ANU - -

Untitled Document

Efficient parallel search using the Neighbourhood Algorithm

P. Rickwood &amp M. Sambridge

Over the past year, we have undertaken development of the Neighbourhood Algorithm, to improve its performance as a distributed/parallel algorithm for geophysical inversion. This has involved re-formulating the Neighbourhood algorithm so that it is equivalent (in a probabilistic sense) to the existing formulation (described on the NA home page), but is capable of being more efficiently parallelised. A parallel implementation has been implemented which can be an order of magnitude faster than the currently available parallel implementation.

The existing (old) parallel implementation of the NA used simple MPI capabilities to achieve a limited form of parallelism. However, this parallelism has two important limitations:

Barrier synchronisation overhead

In a naive parallel implementation of the NA, the objective function (i.e. the forward problem) is solved (with different parameter values) on each computer and the results are collected. If we wait for all computers to complete their computation, we can waste valuable clock cycles, as all computers must wait for the slowest computer to finish. If we take a staged running race as our analogy, the naive implementation requires that every runner wait, at every stage for all other runners to catch up. We can eliminate this waste entirely by removing the need to synchronise at barriers.

Figure 1: Barrier synchronisation overhead.
If barrier synchronisation is used, the performance of the algorithm as a whole is determined by the slowest participant. Everyone else has to wait (doing nothing) until the slowest participant finishes.
Book-keeping overhead
The existing (old) parallel implementation of the Neighbourhood Algorithm only distributed the task of evaluating the objective function. The other elements of the algorithm (calculating the Voronoi cell structure and generating new models) were performed on every computer -- a large waste of computational resources. The new implementation distributes these other elements as well as the objective function evaluation.

The re-worked implementation of the NA takes advantage of more sophisticated MPI capabilities (asynchronous non-blocking send-receive), that, together with minor modifications to the algorithm itself (that preserve the essential nature of the algorithm), allow for a vastly more efficient implementation. Barrier synchronisation overhead is eliminated entirely, and book-keeping is distributed across all computers involved in the computation.
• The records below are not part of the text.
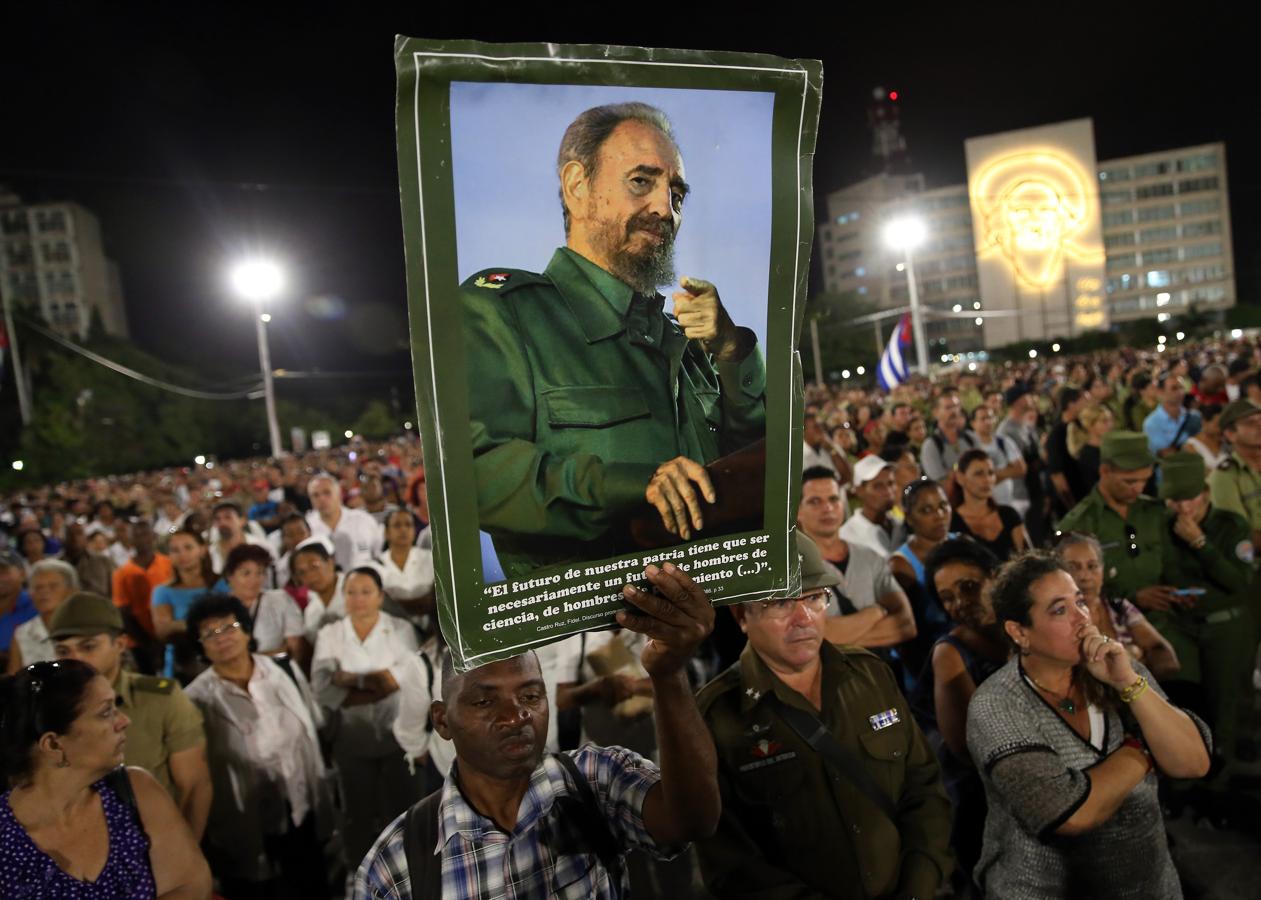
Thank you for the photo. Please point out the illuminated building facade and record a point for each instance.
(1048, 238)
(52, 260)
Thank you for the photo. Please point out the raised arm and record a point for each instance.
(677, 617)
(179, 869)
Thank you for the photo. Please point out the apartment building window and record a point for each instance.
(1149, 190)
(1155, 213)
(1198, 163)
(1201, 207)
(1189, 185)
(1201, 250)
(1151, 169)
(1202, 228)
(1162, 255)
(49, 219)
(14, 222)
(1158, 235)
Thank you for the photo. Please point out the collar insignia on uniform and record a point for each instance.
(883, 720)
(494, 280)
(764, 748)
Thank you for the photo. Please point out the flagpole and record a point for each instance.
(18, 375)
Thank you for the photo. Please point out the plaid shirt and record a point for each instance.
(481, 861)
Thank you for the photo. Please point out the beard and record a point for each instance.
(645, 270)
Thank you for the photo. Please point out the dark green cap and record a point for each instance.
(1126, 450)
(1237, 410)
(85, 613)
(1182, 477)
(815, 572)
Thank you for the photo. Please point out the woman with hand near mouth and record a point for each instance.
(73, 823)
(360, 662)
(1066, 738)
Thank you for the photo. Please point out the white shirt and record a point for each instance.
(33, 640)
(389, 646)
(414, 580)
(318, 614)
(356, 540)
(420, 686)
(275, 618)
(265, 740)
(860, 530)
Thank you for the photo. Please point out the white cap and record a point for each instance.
(868, 468)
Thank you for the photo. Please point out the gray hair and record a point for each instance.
(1075, 537)
(66, 570)
(586, 134)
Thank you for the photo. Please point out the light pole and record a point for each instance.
(907, 233)
(259, 280)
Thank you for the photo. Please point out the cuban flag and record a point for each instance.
(893, 367)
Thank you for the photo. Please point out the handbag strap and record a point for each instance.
(821, 740)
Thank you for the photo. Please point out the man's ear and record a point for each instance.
(438, 712)
(574, 189)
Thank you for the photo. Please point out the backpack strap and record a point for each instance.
(419, 837)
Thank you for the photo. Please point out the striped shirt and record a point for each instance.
(481, 861)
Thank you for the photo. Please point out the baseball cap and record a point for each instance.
(868, 468)
(85, 613)
(1237, 410)
(1182, 477)
(1126, 450)
(815, 572)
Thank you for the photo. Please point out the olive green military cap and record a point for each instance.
(1126, 450)
(813, 572)
(1237, 410)
(85, 613)
(1182, 477)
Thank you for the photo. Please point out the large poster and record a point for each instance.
(1037, 225)
(607, 256)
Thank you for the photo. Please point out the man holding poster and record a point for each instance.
(588, 401)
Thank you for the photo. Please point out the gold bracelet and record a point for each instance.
(1135, 691)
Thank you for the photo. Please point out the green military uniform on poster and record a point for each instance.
(164, 721)
(1213, 637)
(791, 826)
(579, 388)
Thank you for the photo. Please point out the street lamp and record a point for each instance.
(906, 233)
(259, 280)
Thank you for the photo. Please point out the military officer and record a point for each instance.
(1209, 557)
(1130, 526)
(806, 814)
(1236, 483)
(585, 398)
(165, 736)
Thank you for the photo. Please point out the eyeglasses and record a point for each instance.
(967, 588)
(816, 601)
(218, 632)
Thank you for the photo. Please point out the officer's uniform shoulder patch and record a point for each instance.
(153, 685)
(502, 280)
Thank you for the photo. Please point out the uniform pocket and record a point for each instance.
(593, 406)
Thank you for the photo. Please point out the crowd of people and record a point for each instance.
(1027, 633)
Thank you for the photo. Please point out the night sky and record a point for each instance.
(197, 130)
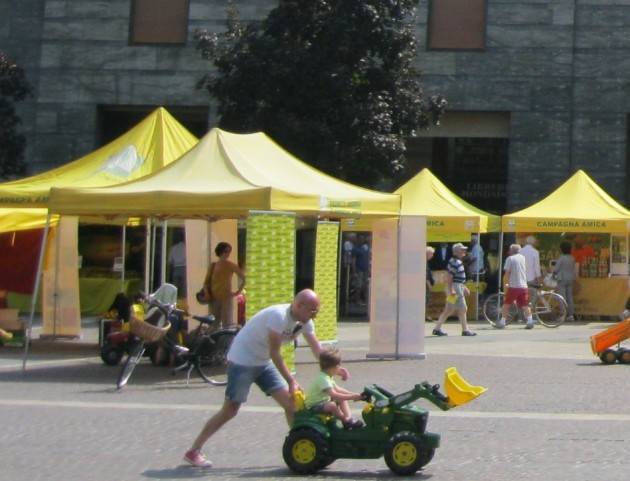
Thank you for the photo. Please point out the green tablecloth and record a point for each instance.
(96, 294)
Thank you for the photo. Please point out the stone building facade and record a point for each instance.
(545, 95)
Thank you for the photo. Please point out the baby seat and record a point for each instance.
(458, 390)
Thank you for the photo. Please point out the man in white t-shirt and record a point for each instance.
(532, 262)
(255, 357)
(516, 275)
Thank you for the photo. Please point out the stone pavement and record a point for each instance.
(552, 412)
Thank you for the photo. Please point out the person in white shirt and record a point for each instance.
(255, 357)
(532, 262)
(476, 258)
(517, 291)
(177, 264)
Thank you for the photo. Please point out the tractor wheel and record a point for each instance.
(405, 454)
(305, 451)
(111, 355)
(609, 356)
(623, 356)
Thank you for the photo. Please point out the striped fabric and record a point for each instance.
(456, 269)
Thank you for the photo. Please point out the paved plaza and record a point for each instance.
(552, 412)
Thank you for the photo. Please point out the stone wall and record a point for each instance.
(559, 67)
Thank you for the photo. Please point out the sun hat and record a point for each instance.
(459, 247)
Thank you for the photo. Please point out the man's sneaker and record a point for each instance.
(197, 459)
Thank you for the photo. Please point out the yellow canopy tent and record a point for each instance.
(449, 217)
(156, 141)
(447, 214)
(153, 143)
(578, 205)
(227, 175)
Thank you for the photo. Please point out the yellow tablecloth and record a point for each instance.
(96, 294)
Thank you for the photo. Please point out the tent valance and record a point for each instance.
(578, 205)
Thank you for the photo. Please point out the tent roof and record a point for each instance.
(426, 195)
(156, 141)
(578, 205)
(228, 174)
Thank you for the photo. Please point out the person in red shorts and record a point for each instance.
(516, 276)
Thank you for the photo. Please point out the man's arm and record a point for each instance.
(316, 349)
(275, 343)
(449, 283)
(313, 343)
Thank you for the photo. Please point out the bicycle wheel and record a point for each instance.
(135, 354)
(492, 308)
(551, 309)
(210, 363)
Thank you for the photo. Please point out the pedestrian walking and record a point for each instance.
(515, 276)
(255, 357)
(455, 293)
(564, 272)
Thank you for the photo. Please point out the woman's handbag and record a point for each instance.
(203, 296)
(550, 280)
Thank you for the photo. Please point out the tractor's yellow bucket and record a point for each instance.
(458, 390)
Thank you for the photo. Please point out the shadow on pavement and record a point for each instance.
(92, 371)
(189, 472)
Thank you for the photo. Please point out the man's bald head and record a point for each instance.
(305, 305)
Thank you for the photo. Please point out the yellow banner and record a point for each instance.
(271, 265)
(512, 224)
(326, 255)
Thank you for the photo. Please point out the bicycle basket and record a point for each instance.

Figure 2 demonstrates the speed-up achieved by the new implementation of the NA algorithm.

Figure 2: Performance -- old versus new
Timing results on a 128-node beowulf cluster for the receiver function inversion problem described in Shibutani et al., illustrating the sort of dramatic performance increase the new algorithm can produce.

The improvement in efficiency is most appreciable for problems with objective functions that are relatively quick (&lt 1 second) to evaluate, and for problems where there is a large degree of variability in the time taken to evaluate the objective function ¹.

Other work and improvements

In addition to being more efficient, the new implementation of the Neighbourhood Algorithm is also more robust, as the re-formulation of the algorithm allows an implementation that is resistant to the failure of any individual node. In other words, the parallel implementation will continue to work even in the event that nodes fail mid-computation. As clusters become larger (and cheaper), and parallel computing becomes the norm, this feature will become especially important.

The Neighbourhood algorithm has also been re-implemented in the Java programming language, to take advantage of Java's cross-platform portability. This means that the Neighbourhood Algorithm can now be distributed in pre-compiled form, and run on any platform without the need for recompilation. In addition, the Java implementation of the Neighbourhood algorithm can now be easily distributed with the CADI Toolkit, and benefit from the point-and-click interface and other plotting and visualisation capabilities of the CADI toolkit.

We plan to make both Fortran and Java implementations of the parallel Neighbourhood Algorithm available from the NA home page. Future development may involve some re-engineering of the second stage of the Neighbourhood Algorithm (the appraisal stage) for more efficient parallel execution.

¹ This may happen in varying circumstances. In some cases, the time taken to evaluate the objective function is parameter dependent. In other cases, the computers performing the computation are not equivalent (in terms of speed), or have varying loads.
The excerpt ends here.